Gli investitori, secondo la "tradizione" delle truffe piramidali, venivano coinvolti tramite passaparola, cui faceva spesso seguito la partecipazione a serate informative, presso noti alberghi tra Trento, Pescara, Milano e Roma. Per invogliare gli investitori ad entrare a far parte del progetto, venivano inoltre illustrate le ideali prospettive di guadagno, comprensive di bonus per chi avrebbe portato all'interno del gruppo anche dei nuovi clienti.

Una volta incassati i soldi degli investitori, gli indagati li intascavano direttamente dalla Srl milanese, tramite false fatturazioni, tanto da determinare l'insolvenza e il fallimento dell'azienda e di una seconda società trentina appartenente allo stesso network.
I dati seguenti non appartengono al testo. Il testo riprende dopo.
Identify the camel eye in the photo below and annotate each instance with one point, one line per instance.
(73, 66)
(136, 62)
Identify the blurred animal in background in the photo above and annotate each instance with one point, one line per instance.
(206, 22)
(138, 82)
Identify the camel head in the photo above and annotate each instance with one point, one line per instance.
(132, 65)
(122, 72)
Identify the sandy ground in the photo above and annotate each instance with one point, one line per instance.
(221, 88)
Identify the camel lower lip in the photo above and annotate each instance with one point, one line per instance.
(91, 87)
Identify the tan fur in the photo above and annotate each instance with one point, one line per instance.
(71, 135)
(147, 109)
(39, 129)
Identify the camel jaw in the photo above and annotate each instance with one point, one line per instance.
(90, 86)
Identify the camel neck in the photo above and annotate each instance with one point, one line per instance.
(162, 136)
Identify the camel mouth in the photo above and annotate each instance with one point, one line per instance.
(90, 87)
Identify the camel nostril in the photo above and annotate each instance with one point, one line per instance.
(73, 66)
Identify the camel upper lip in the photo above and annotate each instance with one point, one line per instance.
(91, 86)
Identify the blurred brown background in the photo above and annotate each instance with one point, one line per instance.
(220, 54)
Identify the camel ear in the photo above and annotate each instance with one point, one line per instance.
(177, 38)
Le indagini della Procura di Trento

A conclusione delle indagini, i finanzieri hanno denunciato a vario titolo alla Procura Distrettuale di Trento, gli otto componenti del sodalizio operativo in Trentino-Alto Adige che hanno realizzato la truffa piramidale in criptovaluta. Le accuse sono di associazione per delinquere, truffa aggravata, abusivismo finanziario, illecita raccolta del risparmio, falso in bilancio e bancarotta fraudolenta; inoltre, per il 57 trentino a capo dell’organizzazione è scattata la custodia cautelare in carcere.
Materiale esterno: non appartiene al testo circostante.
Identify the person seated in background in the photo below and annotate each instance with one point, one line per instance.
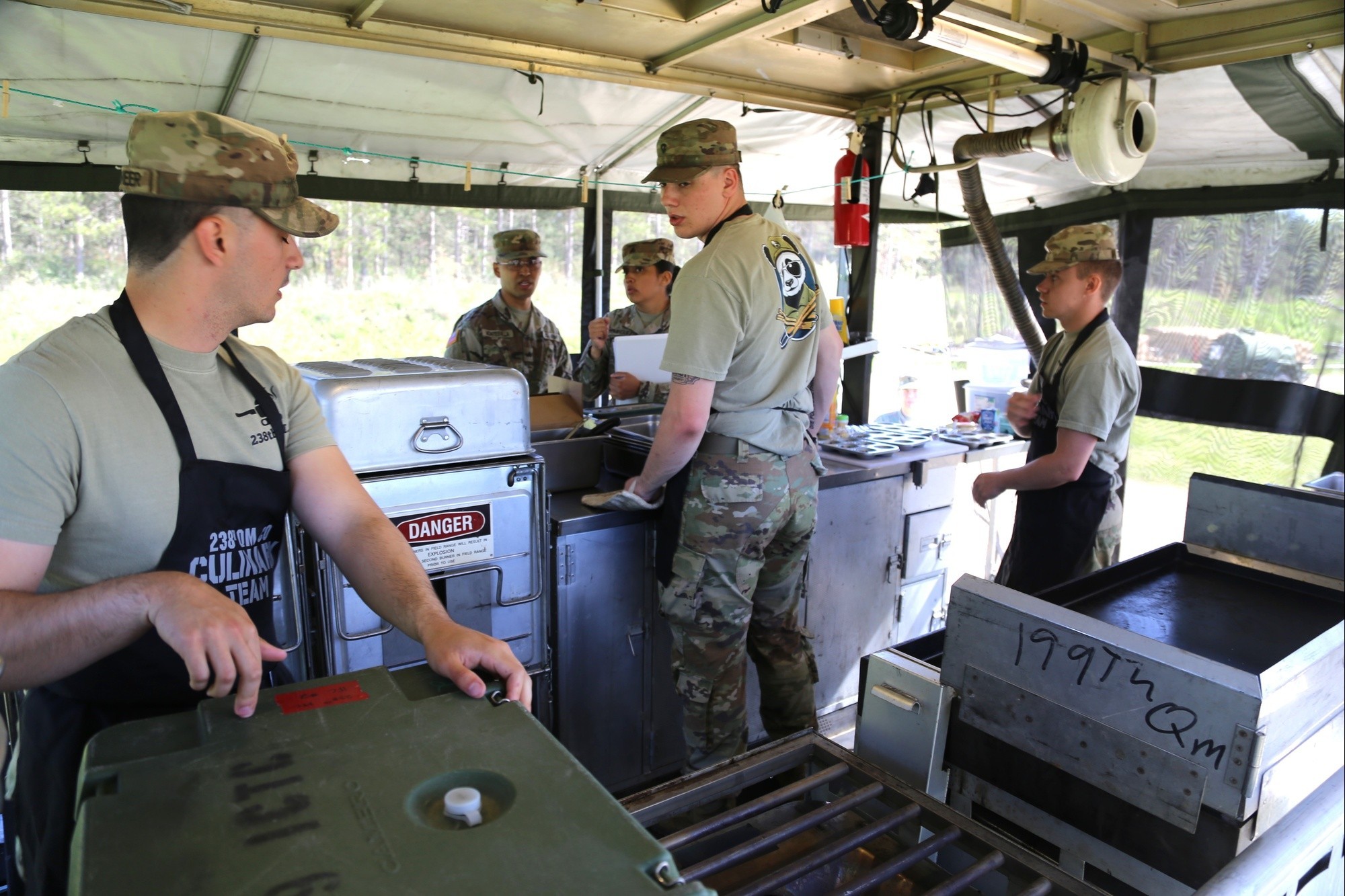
(508, 330)
(649, 283)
Ma non è tutto: parallelamente alle indagini nei confronti dei presunti minatori di criptovaluta, i finanzieri hanno individuato un secondo gruppo, operativo nel Lazio ed in contatto col gruppo trentino, che a sua volta attraverso la redazione di un falso contratto commerciale tra una Srls di Cerveteri (nella veste di creditrice) e una società tedesca (nella veste di debitrice), e grazie ad una intromissione operata da hacker stranieri nei circuiti telematici di pagamento, inseriva nell’home banking del conto corrente societario della società un falso mandato di pagamento elettronico pari a un milione e 250mila euro.

L'altra truffa

Gli hacker, infatti, inserendosi nelle comunicazioni informatiche tra i server delle banche del creditore e del debitore, davano conferma all’istituto di credito laziale del deposito del contratto commerciale e dell’esistenza del relativo mandato di pagamento a favore della società italiana. Ciò traeva in inganno i dipendenti della filiale di Cerveteri dell’istituto di credito presso il quale era aperto il conto della Srls, i quali, credendo che a breve sarebbe arrivata la provvista dal cliente tedesco, concedevano un anticipo di pari importo alla società italiana. 

Successivamente i cinque indagati - due romani, un veneziano, un cosentino e un aquilano - autoriciclavano il denaro sottratto alla banca reimpiegandolo in altre attività attraverso una società croata controllata. In questo caso, i cinque sono accusati a vario titolo di associazione per delinquere, frode informatica, truffa e autoriciclaggio. Un uomo è finito in carcere e tre ai domiciliari. Per un quinto è scattato l'obbligo di dimora.